An unidentified institutional investor last night took advantage of the sharp spike in Bank Danamon Indonesia's share price to trim its stake in the bank, raising Rp619.4 billion ($60 million). The sell-down, which accounted for about 1.95% of the company, comes just one month after the bank completed a $362 million rights issue that was extremely well received by existing investors.
Given the size of the institutional investor's stake, it is likely that it has been a shareholder for some time and consequently is also highly likely to have participated in the rights offering, which was done at a price of Rp1,200. Anyone who bought shares at that price has more than tripled its investment already, which would make a sell-down extremely tempting.
Like other Indonesian banks, Danamon has had a strong run-up over the past couple of months as interest rates have been coming down, improving their margins and supporting further loan growth. On top of that, Danamon's rights issue also helped strengthen the bank's liquidity position and capital ratios, which in turn enhanced its lending capacity to microfinance and small- and medium-sized enterprises, which are its key focus areas.
Since it announced the rights issue on February 19, the bank's share price has rallied 84% from Rp2,250 to yesterday's close of Rp4,150, including a 25% gain over the past couple of sessions. The stock is now trading on par with where it was before it took a big plunge in mid-September last year.

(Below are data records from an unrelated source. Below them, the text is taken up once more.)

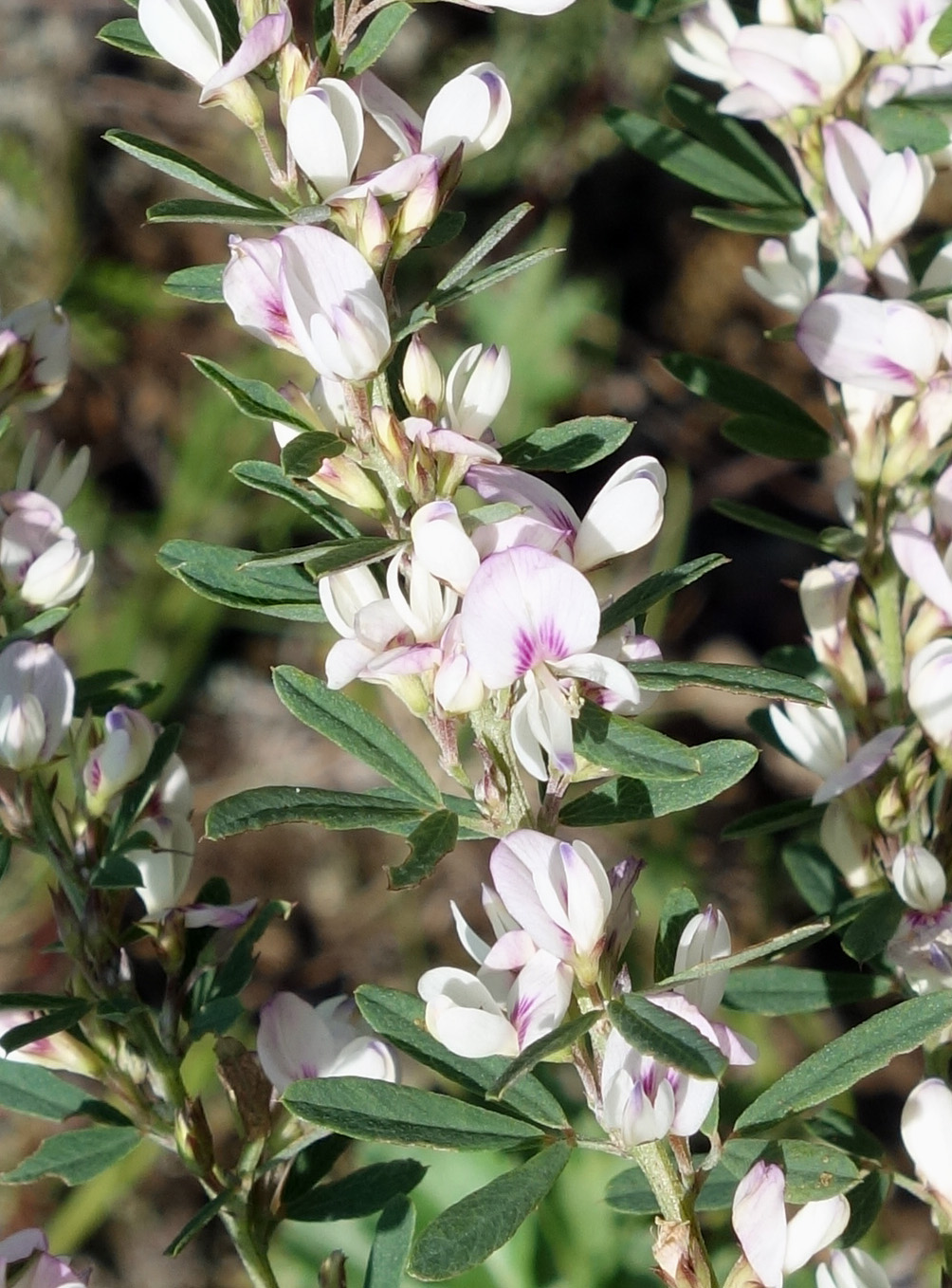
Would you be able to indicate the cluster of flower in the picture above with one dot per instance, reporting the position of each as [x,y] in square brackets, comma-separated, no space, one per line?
[880,334]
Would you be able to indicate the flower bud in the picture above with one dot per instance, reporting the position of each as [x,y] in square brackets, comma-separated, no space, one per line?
[926,1132]
[124,752]
[423,380]
[919,878]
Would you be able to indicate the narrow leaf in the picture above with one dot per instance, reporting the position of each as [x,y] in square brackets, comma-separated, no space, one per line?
[570,446]
[723,763]
[692,161]
[796,990]
[252,396]
[265,477]
[399,1018]
[223,575]
[28,1089]
[474,1227]
[391,1247]
[667,1037]
[75,1155]
[740,392]
[732,139]
[801,935]
[562,1039]
[304,455]
[367,1109]
[265,806]
[653,590]
[362,1193]
[758,680]
[485,244]
[194,211]
[356,730]
[772,819]
[201,284]
[621,745]
[180,166]
[430,841]
[202,1217]
[326,557]
[760,223]
[380,31]
[492,276]
[841,1063]
[126,33]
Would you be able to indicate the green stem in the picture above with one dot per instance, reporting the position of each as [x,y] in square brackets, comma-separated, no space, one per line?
[887,594]
[252,1255]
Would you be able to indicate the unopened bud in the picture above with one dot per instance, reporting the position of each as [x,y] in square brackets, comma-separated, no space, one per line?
[423,380]
[341,478]
[919,878]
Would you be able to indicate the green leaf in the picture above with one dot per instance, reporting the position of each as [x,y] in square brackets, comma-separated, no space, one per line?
[265,477]
[676,911]
[562,1039]
[812,1171]
[102,690]
[202,1217]
[196,211]
[380,31]
[485,244]
[773,947]
[367,1109]
[723,763]
[865,1204]
[941,35]
[223,575]
[448,226]
[626,747]
[362,1193]
[904,125]
[570,446]
[796,990]
[466,1234]
[741,393]
[765,522]
[348,726]
[339,812]
[179,166]
[762,683]
[667,1037]
[326,557]
[636,601]
[399,1018]
[772,819]
[692,161]
[126,33]
[841,1063]
[492,276]
[815,877]
[876,924]
[75,1155]
[391,1247]
[760,223]
[28,1089]
[430,841]
[254,396]
[732,139]
[201,284]
[845,1133]
[304,455]
[767,437]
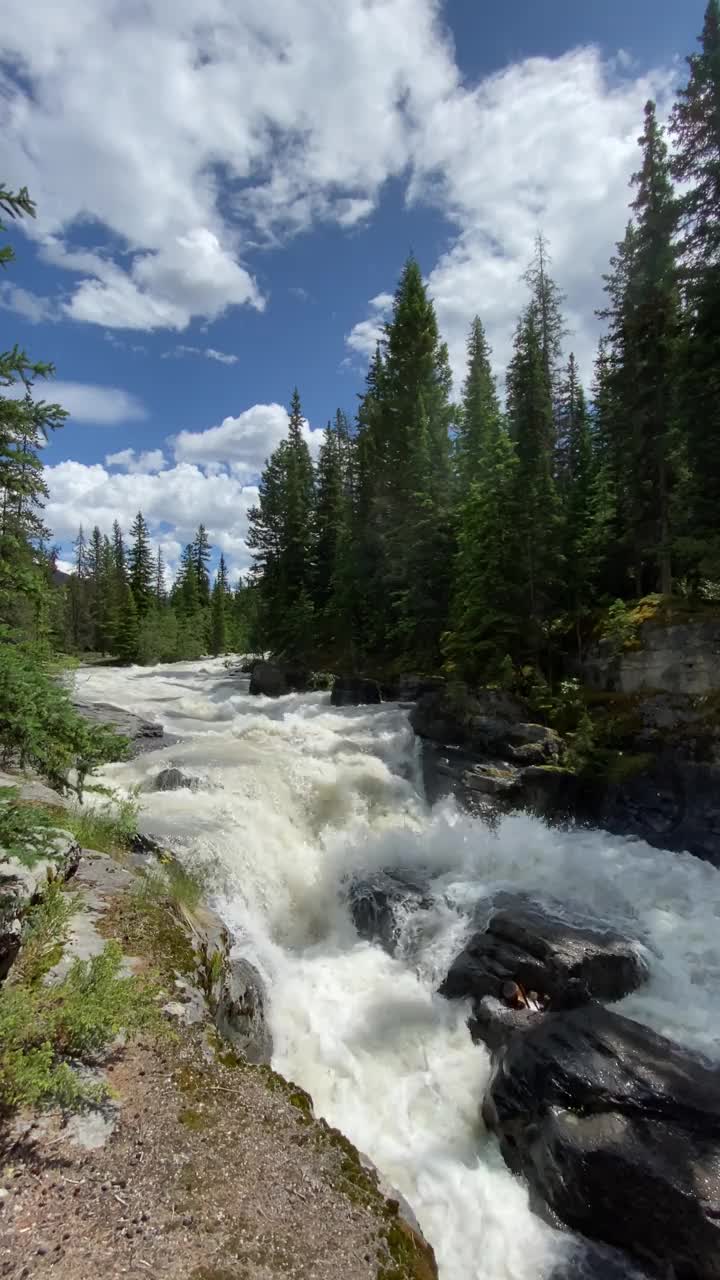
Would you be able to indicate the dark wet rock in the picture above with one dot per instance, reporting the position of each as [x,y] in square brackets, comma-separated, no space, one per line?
[240,1011]
[409,689]
[276,679]
[22,885]
[142,735]
[565,961]
[173,780]
[618,1130]
[354,691]
[378,903]
[481,721]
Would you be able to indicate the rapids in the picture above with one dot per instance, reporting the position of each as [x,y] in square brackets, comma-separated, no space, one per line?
[296,798]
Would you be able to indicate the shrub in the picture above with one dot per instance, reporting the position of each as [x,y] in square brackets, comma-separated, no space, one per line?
[41,1027]
[41,730]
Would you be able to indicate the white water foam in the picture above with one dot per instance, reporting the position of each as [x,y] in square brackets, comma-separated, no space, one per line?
[296,798]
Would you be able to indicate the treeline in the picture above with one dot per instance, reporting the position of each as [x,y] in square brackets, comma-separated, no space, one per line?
[483,535]
[117,602]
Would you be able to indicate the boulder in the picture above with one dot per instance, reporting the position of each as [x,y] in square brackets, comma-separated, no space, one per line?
[481,720]
[240,1011]
[568,963]
[354,691]
[142,735]
[378,901]
[616,1129]
[409,689]
[172,780]
[24,881]
[274,679]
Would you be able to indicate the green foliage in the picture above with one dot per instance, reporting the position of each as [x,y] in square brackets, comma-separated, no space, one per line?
[41,730]
[44,1025]
[109,827]
[26,831]
[45,931]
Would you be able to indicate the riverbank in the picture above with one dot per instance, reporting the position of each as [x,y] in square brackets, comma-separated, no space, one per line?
[197,1164]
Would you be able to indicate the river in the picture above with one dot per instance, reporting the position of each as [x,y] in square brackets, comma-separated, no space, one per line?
[297,796]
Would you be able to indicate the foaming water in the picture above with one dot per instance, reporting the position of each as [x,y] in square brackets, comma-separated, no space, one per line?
[296,798]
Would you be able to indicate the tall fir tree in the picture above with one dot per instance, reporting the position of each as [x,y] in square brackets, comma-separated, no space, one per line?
[696,163]
[479,415]
[141,566]
[532,425]
[219,611]
[201,557]
[484,607]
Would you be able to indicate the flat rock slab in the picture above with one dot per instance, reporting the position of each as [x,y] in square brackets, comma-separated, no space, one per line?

The seller offered 163 million shares at a price between Rp3,800 and Rp3,950, which translated into a discount of 4.8% to 8.4% versus yesterday's closing price. According to a source, the deal was well oversubscribed even though the order book was only open for about 50 minutes (possible since the deal was not open to onshore US investors), but in light of the sharp gains over the past two sessions, it would have come as no surprise that the offering was still priced at the bottom of the price range for an 8.4% discount.
The larger orders, in particular, came in at the low end, which would have directed the final pricing. The buyers comprised a number of high-quality names and the usual mix of long-only and hedge funds.
Morgan Stanley acted as the sole bookrunner for the offering, which accounted for about eight trading days' worth of volume, based on the daily average over the past three months.
Danamon, which ranks as the country's fifth largest commercial bank, announced on April 20 that its rights offering had drawn total demand corresponding to more than 110% of the offer size and that, excluding applications for excess shares, the take-up rate among existing shareholders and investors who bought the rights in the market was 99.9%. That makes it the most successful rights offering in Asia so far this year in terms of the subscription rate.
Last night's transaction continues the theme of sell-downs that has been gaining pace in Asia since the turnaround in the region's stock markets in mid-March. Lately, however, the capital markets activity has become a bit more diverse with primary share placements now featuring more regularly and more companies stepping up their preparations to launch initial public offerings. The geographic spread is also greater with companies and investors in India -- and now Indonesia -- getting more active on the fundraising front. These are encouraging signs that company managements may be getting more confident about their operating environments and are starting to put more capital to work to grow their businesses again. Although, the recent recovery in share prices is obviously also helping.
Also in the market last night was a combined top-up placement and sell-down in Geely Automobile Holdings, which was offered at a similar discount to the Danamon placement. According to the term sheet, the Chinese carmaker was looking to sell 570 million new shares and its chairman Li Shu Fu was offering an additional 230 million existing shares for a total deal size of 800 million shares.
The combined offering could raise as much as HK$1.1 billion ($142 million) if priced at the top end of the HK$1.33 to HK$1.38 price range. The price translates into a discount of 4.8% to 8.3% versus yesterday's close of HK$1.45. Geely's share price gained 4.3% yesterday to a new 52-week high and is up about 60% from where it traded this time last year.
The proceeds from the new share sale will be used to fund the acquisition of Drivetrain Systems International which was agreed in March after the Australian car parts manufacturer filed for bankruptcy. The remainder of the money will go towards general corporate use and other M&A activity -- among the possibilities is a potential acquisition of Swedish carmaker Saab, with a Swedish paper yesterday naming Geely as one of the final three bidders for the General Motors-owned brand. However, a couple of weeks ago, Geely denied in a statement to the Hong Kong stock exchange that it was interested in buying either Saab or fellow Swedish brand Volvo, which is currently owned by Ford.
J.P. Morgan and Macquarie acted as joint bookrunners for the placement, which sources say was highly contested with as many as eight banks fighting for the mandate.